What should governments do about people before 1986?. What should we do about the victims who suffered the unavoidable injuries by virtue of risks inherent in the health system before January 1986? Among other things we should focus research on trying to find ways to treat and hopefully cure the infection. I have asked the chair of the Medical Research Council to take whatever necessary or appropriate to focus research priority on hepatitis C.
We must also do whatever we can to minimize risk in the future. We will be accepting the recommendations of Mr. Justice Krever in terms of the federal watchdog role, putting into place more elaborate controls over the safety of the blood system in the future. I will be coming back to this House with more particulars on the steps we are taking in that regard.
We must accept responsibility for that period when the injuries were avoidable. That is why we are contributing $800 million as a federal government to a compensation fund which will total $1.1 billion, more I hope if the Red Cross joins us, offered to those in the category who suffered injuries that were avoidable, 22,000 plus victims in that category. That was on the agenda because of federal leadership. It was only in the last year that the federal government put that agreement together among all the provinces.
It is easy today to suggest that we should simply write a cheque for all those who demand it. We are responsible for maintaining a public health care system in this country and it will not be sustainable if we simply pay cash to all those who suffer harm not through anybody's fault but because of risks inherent in the system. That is what happened here before January 1986.
When we hear the colourful language from the opposition parties today, when we hear them talk about our duty to the sick and the vulnerable, when we hear them talk about our moral duty, let us remember that as custodians of Canada's health care system we have no greater duty than to ensure that medicare is going to be there for those who are sick when they need it.
We have no greater moral responsibility than to safeguard medicare for the very hepatitis C victims who will require treatment as they develop symptoms and their condition deteriorates. We have no greater obligation of compassion than to ensure that our public health care system remains affordable and sustainable.

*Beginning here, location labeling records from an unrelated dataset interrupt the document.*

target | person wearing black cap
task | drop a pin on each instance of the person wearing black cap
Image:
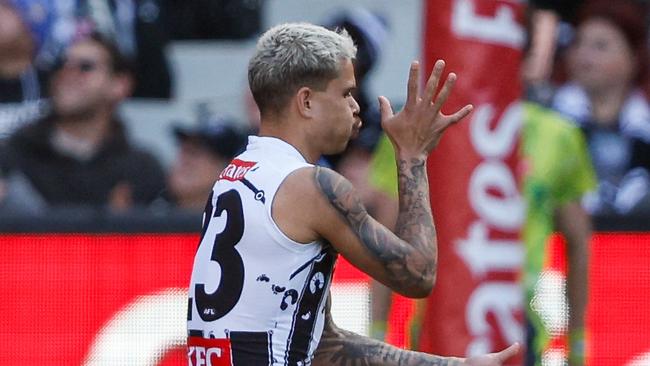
(204, 150)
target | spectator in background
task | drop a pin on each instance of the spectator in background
(23, 25)
(606, 66)
(204, 151)
(138, 28)
(546, 20)
(80, 155)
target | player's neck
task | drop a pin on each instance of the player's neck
(293, 137)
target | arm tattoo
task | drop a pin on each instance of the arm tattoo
(415, 221)
(409, 259)
(339, 347)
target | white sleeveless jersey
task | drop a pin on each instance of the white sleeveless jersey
(260, 295)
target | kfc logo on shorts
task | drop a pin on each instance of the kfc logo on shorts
(208, 352)
(236, 170)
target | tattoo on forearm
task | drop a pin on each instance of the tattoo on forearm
(415, 221)
(409, 258)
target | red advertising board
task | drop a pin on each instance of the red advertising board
(476, 304)
(105, 299)
(113, 299)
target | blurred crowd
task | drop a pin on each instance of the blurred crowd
(66, 65)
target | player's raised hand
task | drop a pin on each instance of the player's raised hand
(494, 359)
(418, 127)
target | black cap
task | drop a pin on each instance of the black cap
(219, 134)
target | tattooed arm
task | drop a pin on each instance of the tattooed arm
(406, 261)
(339, 347)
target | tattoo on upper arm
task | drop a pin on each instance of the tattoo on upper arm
(408, 257)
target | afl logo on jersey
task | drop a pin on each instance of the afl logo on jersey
(236, 170)
(317, 282)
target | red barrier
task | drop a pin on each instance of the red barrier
(476, 305)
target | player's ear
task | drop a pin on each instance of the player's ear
(303, 102)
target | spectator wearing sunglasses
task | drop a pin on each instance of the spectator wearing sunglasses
(80, 154)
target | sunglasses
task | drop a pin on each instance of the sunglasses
(81, 65)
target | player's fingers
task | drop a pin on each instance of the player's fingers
(462, 113)
(444, 93)
(509, 352)
(434, 78)
(385, 108)
(412, 93)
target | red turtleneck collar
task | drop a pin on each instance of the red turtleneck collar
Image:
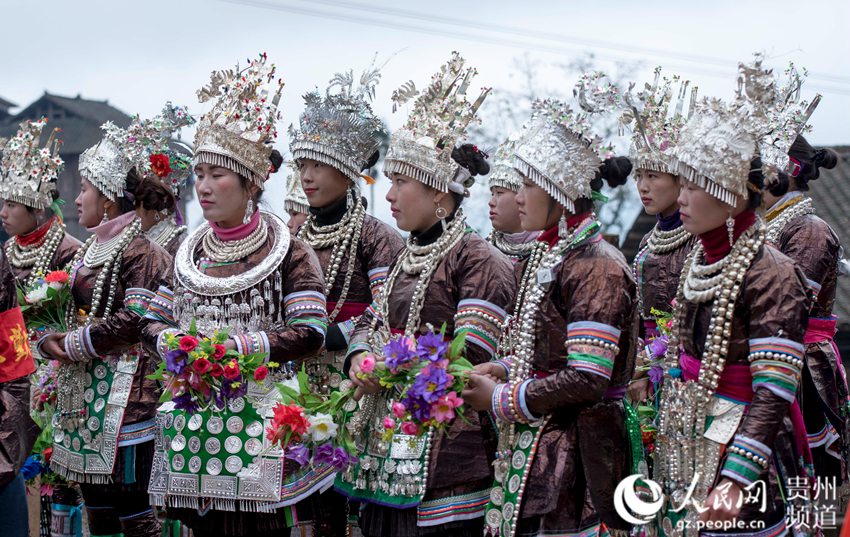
(35, 237)
(239, 232)
(551, 237)
(716, 242)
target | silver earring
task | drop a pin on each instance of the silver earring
(441, 213)
(730, 228)
(249, 212)
(562, 227)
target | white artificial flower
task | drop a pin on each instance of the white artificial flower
(322, 427)
(37, 295)
(292, 383)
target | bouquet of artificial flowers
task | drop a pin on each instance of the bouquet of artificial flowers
(428, 374)
(200, 374)
(45, 300)
(312, 428)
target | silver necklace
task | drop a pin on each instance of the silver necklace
(221, 251)
(37, 257)
(683, 450)
(344, 237)
(510, 249)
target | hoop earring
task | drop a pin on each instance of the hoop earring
(441, 213)
(249, 212)
(730, 228)
(562, 227)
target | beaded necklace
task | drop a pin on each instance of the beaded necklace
(510, 249)
(659, 242)
(683, 410)
(344, 237)
(39, 256)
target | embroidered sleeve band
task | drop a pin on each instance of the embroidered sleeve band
(78, 345)
(306, 308)
(592, 347)
(138, 300)
(776, 364)
(161, 307)
(746, 460)
(377, 277)
(482, 322)
(252, 343)
(508, 402)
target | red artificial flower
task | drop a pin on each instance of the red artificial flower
(231, 370)
(188, 343)
(292, 417)
(160, 165)
(201, 365)
(57, 276)
(261, 373)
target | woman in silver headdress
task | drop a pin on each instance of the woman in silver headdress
(104, 425)
(240, 272)
(337, 139)
(567, 352)
(446, 274)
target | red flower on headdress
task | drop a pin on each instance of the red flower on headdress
(160, 165)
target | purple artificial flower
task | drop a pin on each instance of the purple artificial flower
(230, 392)
(657, 348)
(431, 346)
(175, 361)
(341, 459)
(186, 403)
(418, 407)
(431, 383)
(656, 374)
(324, 454)
(399, 352)
(298, 453)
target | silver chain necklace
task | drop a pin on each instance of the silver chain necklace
(221, 251)
(777, 224)
(344, 236)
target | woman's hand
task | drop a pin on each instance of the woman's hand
(639, 390)
(724, 502)
(491, 369)
(364, 382)
(53, 346)
(478, 393)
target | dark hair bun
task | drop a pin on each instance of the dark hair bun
(277, 161)
(372, 160)
(152, 195)
(825, 158)
(614, 171)
(471, 158)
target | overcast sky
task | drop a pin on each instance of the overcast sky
(139, 55)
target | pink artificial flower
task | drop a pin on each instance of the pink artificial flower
(399, 410)
(368, 364)
(444, 409)
(409, 427)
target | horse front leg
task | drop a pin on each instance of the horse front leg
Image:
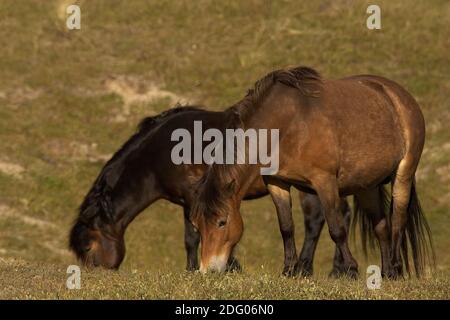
(191, 242)
(281, 197)
(328, 193)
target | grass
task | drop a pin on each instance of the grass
(62, 111)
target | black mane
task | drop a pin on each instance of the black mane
(98, 200)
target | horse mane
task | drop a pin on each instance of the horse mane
(305, 79)
(98, 201)
(212, 188)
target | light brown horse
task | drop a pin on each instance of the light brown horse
(336, 138)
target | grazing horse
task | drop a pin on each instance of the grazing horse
(142, 171)
(336, 138)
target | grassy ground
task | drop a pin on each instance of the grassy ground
(68, 99)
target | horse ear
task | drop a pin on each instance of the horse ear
(230, 189)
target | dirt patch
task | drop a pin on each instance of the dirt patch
(20, 95)
(7, 212)
(11, 169)
(134, 90)
(59, 149)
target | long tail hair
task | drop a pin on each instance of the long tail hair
(363, 219)
(419, 236)
(417, 232)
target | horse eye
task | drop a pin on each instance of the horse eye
(222, 223)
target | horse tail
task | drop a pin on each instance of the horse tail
(418, 233)
(362, 218)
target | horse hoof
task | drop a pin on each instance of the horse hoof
(304, 269)
(289, 271)
(351, 273)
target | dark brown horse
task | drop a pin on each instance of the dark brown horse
(336, 138)
(142, 171)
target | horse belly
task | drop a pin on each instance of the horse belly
(369, 151)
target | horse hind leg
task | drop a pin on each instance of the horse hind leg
(191, 242)
(314, 221)
(401, 192)
(327, 189)
(338, 261)
(370, 210)
(282, 199)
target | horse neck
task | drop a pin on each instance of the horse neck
(126, 209)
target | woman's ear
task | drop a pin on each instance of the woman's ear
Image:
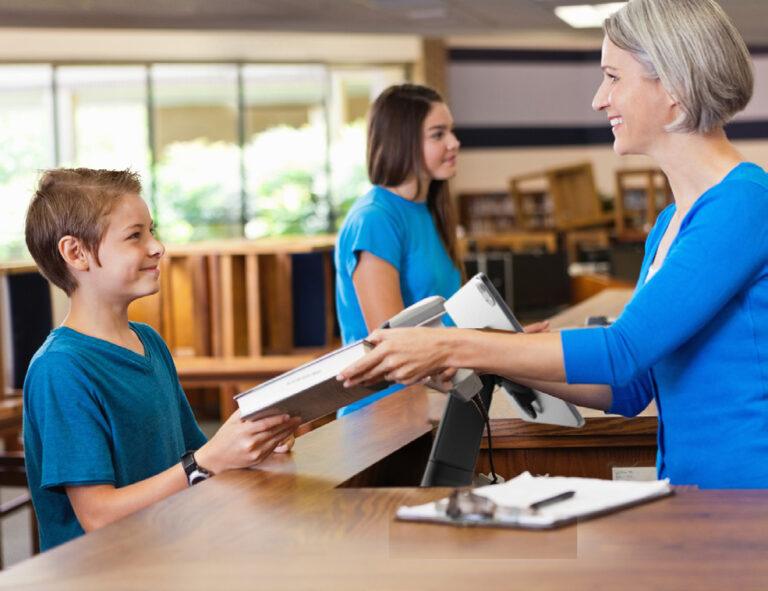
(73, 253)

We shall not do it if we follow the course suggested by the other side because next month or next year there will be others who come forward with claims equally as compassionate, with demands equally as desirable, equally as emotional and they too will want money. Where will it end? It will end with governments paying out cash compensation regardless of fault to all who have an emotional claim and will end with a country unable to afford or sustain its health care system.
The moral high ground does not rest with those who urge that easy course. The true moral high ground is with those on this side of the House with the courage to stand and say we will take the tough decision on the difficult question we face. The true moral high ground rests with those in the government who will stand in their places next Tuesday and vote against this motion not because we are callous, not because we lack compassion, but because we are responsible for a public health care system that cannot and will not continue if we take the course the opposition urges.
I encourage all members of the House to consider the implications of this difficult and wrenching dilemma but to confront the real question that lies beneath it. Can we sustain our public health care system if we make cash payments to all those who are harmed by the health care system, regardless of fault, merely because of the risk inherent in the process?
Infection with hepatitis C through the blood system was just such an inherent risk before January 1986. As a result I say we should conduct research, we should do whatever we can to prevent such injury in the future, we should accept responsibility for the period when we should have acted, but I oppose this motion because it is not the proper policy.